While there's been very little to be cheery about over recent years when it comes to the struggling PC market, a new report suggests that while shipments will continue to drop, the rate of decline will be slowed thanks to Microsoft's latest operating system.
According to research firm Gartner, consumers replacing their existing systems with Windows 10 machines means that shipments will only drop 3 per cent, a far cry from the alarming rates seen in previous years. The success of the OS alomng with component quality is a key factor notes Gartner research director Ranjit Atwal: "Many organizations are coming to the end of their evaluation periods for Windows 10, and are now increasing the speed at which they adopt new PCs as they see the clear benefits of better security and newer hardware."
However, vendor margins are likely to be smaller as they will absorb increased component prices in the fear of reducing their market share in a competitive market, says the report.
Outside of PCs, shipments will be largely positive meaning that "the device market is steady for the first time in many years", notes Atwal.

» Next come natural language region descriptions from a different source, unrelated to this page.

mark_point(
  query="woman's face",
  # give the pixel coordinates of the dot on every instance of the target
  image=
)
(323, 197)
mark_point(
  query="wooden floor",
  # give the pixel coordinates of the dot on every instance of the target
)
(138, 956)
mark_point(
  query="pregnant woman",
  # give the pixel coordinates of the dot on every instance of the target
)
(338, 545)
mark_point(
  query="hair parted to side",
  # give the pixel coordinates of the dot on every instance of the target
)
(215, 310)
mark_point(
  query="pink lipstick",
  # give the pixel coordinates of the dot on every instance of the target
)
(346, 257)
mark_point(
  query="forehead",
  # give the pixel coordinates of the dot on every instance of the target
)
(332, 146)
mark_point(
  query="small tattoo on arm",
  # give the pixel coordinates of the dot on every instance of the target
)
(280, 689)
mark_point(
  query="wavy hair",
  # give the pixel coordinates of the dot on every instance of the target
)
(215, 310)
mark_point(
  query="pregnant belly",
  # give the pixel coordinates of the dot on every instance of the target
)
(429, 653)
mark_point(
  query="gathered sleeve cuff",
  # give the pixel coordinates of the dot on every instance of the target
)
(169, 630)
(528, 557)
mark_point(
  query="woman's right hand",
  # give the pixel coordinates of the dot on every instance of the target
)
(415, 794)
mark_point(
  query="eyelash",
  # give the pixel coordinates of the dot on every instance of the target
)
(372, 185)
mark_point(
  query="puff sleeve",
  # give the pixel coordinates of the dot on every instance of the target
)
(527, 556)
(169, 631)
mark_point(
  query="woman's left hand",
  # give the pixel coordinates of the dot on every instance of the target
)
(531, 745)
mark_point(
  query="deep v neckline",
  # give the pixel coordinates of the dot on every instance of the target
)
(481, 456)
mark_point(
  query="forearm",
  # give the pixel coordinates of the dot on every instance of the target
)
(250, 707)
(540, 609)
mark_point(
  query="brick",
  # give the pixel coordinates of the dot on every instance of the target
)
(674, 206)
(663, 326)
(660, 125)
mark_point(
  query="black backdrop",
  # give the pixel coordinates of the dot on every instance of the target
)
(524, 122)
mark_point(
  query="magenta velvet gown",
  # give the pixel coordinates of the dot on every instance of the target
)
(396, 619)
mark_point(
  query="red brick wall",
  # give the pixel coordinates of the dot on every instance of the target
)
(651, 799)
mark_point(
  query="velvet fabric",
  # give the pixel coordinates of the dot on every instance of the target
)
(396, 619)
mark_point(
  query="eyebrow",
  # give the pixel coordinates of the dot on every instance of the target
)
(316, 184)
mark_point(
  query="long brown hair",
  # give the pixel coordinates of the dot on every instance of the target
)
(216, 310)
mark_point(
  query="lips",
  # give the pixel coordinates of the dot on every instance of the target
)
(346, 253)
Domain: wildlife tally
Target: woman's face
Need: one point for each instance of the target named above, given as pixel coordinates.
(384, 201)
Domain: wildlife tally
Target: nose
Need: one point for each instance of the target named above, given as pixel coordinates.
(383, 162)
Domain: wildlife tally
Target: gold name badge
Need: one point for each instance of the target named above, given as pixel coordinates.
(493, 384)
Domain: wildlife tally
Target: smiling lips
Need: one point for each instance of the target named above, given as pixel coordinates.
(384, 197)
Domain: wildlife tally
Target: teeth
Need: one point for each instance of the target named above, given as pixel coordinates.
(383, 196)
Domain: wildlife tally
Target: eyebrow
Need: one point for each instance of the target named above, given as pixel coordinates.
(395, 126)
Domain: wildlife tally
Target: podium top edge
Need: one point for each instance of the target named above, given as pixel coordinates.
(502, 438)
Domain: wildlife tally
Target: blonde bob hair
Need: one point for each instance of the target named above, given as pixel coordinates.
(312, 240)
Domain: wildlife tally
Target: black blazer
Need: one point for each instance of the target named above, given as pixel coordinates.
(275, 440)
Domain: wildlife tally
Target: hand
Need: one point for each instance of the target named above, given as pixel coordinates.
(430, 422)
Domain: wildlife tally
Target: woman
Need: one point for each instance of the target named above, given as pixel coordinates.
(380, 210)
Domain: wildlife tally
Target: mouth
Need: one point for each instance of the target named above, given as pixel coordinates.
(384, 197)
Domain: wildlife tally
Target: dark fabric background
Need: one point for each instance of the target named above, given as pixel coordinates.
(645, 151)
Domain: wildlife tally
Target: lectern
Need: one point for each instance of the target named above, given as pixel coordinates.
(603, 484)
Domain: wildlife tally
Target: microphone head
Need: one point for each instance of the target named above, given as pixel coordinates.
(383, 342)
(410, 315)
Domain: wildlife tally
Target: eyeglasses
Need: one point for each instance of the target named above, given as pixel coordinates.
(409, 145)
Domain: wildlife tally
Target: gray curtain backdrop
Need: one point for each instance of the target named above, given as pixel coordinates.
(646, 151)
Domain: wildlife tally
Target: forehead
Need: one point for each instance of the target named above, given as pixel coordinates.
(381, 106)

Smartphones shipments will grow 5 per cent in 2017 to reach nearly 1.6 billion units. Spending will continue to shift towards higher priced smartphones, with Gartner asserting that users are extending their purchasing cycles and need to be enticed by a device with different functionality in order to make a replacement.
"The Samsung S8 and S8 Plus have had a strong impact so far in 2017, with users undeterred by battery issues that affected the Note 7 at the end of 2016. This good start points to a rebound for Samsung," said Roberta Cozza research director at Gartner. "Continued premium smartphone growth in 2017 will also be highly dependent on the forthcoming anniversary edition of Apple's iPhone, which should bring more-drastic feature and design upgrades than the last few iterations. Recent announcements from Apple indicate that some new technologies and functionalities may also appear in the next iPhone in areas like augmented reality and improved machine learning.
However, the new tech that has often been branded as 'revolutionary', such as artificial intelligence (AI) and virtual personal assistants (VPAs) are yet to be proven as having a major impact.
"Today, the user experience with new technologies such as AI and VPAs is too often below the standard found in the rest of the device, and the cost to raise the standard quickly is prohibitive, relative to the benefits," said Atwal.
"In the near term, the device market will continue to be driven by incremental advances in traditional technology, but, looking three or four years ahead, the device market will begin to see very significant shifts in both usage patterns and form factors, especially as 5G wireless technology is introduced."